Scam Alert For GrandMa and Non Geeks

Tuesday, December 08, 2009

Scam Alert For GrandMa and Non Geeks

If you're actually reading this blog than chances are online scammers won't be able to trick you into giving them your hard earned cash. But what about people we care about that don't actually spend all their time online or just use their DSL lines to go into social networking sites? What about Grandma?

Over the years online fraud has been growing and the main reason for that is that somebody really falls for it. You may think that a scam attempt looks dumb and nobody will fall for it but somebody does and Lifehacker has some tips to help our less techie friends and loved ones to avoid getting scammed.



I guess the ones that easily get the attention of our inexperienced friends is the scareware.

Ignore Web Site Popups Saying You Have a Virus

Last Friday half of my day was wasted removing a malware called Advanced Virus Remover from somebody's PC because they clicked an ad that said they had a virus, and then installed the "recommended" software, which proceeded to hold their computer hostage. These "scareware" viruses are becoming commonplace, and there are so many different names that it's impossible to keep track of all of them.

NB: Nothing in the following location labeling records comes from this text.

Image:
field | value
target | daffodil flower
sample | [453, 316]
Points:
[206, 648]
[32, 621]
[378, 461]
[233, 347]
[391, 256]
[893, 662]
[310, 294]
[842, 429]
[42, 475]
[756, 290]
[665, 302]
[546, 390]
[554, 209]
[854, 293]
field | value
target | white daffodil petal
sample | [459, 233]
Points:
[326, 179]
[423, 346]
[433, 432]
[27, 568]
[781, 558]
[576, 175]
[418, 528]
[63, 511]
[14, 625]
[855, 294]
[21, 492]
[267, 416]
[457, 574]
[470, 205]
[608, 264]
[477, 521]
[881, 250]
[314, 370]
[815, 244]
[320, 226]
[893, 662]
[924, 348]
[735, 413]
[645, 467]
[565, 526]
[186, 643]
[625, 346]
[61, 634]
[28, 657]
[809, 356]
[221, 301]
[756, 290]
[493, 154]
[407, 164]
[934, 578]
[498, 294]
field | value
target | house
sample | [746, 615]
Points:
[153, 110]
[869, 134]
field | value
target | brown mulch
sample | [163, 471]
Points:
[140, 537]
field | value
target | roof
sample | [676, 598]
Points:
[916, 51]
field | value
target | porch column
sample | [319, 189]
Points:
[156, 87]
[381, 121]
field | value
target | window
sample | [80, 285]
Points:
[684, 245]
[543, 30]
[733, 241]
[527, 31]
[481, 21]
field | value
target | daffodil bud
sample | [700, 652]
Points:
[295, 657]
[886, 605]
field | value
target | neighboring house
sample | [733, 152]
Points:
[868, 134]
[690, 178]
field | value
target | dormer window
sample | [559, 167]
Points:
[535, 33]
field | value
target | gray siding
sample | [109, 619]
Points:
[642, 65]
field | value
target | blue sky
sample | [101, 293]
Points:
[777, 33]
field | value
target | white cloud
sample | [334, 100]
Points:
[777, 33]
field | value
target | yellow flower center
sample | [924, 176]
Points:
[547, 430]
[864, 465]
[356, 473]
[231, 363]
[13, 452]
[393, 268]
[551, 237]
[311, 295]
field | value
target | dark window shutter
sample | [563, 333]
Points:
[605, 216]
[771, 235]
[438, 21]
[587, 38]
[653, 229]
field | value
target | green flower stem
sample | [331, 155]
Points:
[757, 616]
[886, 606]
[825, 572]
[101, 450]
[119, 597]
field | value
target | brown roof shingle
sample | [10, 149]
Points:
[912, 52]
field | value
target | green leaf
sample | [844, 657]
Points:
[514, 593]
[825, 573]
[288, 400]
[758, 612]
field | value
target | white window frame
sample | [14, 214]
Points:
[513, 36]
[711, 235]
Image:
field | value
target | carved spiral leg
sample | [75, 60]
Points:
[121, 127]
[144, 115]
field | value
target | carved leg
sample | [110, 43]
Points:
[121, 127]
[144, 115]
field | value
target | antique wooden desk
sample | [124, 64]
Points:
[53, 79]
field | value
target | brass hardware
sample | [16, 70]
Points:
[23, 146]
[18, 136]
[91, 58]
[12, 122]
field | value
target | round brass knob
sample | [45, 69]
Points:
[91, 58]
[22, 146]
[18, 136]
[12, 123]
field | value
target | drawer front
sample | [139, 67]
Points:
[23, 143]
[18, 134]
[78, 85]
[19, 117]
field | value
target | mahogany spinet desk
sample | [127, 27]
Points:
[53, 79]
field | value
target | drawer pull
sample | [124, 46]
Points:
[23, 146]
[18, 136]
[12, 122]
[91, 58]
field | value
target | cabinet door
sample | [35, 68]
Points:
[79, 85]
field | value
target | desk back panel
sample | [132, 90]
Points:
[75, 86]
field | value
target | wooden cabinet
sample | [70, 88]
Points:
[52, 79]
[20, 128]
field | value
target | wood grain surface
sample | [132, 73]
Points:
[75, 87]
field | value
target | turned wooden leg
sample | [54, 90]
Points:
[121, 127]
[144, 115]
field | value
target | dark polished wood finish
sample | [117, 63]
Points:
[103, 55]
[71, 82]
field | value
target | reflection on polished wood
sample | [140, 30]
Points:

The simple solution is to pick a single antivirus app for your loved ones and train them to know exactly which one they have installed. My mom's PC came pre-installed with Norton Antivirus, and I've trained her to ignore any other messages unless they come from Norton—and that if she isn't sure, she should click the X in the upper right-hand corner of the screen, or even just turn the PC off entirely and restart it. It's not a perfect solution, and I'd rather have her using Microsoft Security Essentials, but she's used to it now and it's a whole lot better than spending a day removing a scareware virus from her computer.

There's a lot of things we can teach when it comes to avoiding online scams but I guess the best thing everyone can start with is good old common sense. Don't give out important information just because it's written on a website. Check out the source link and let Grandma have a read. Who knows, it might save you or her a lot of time and money.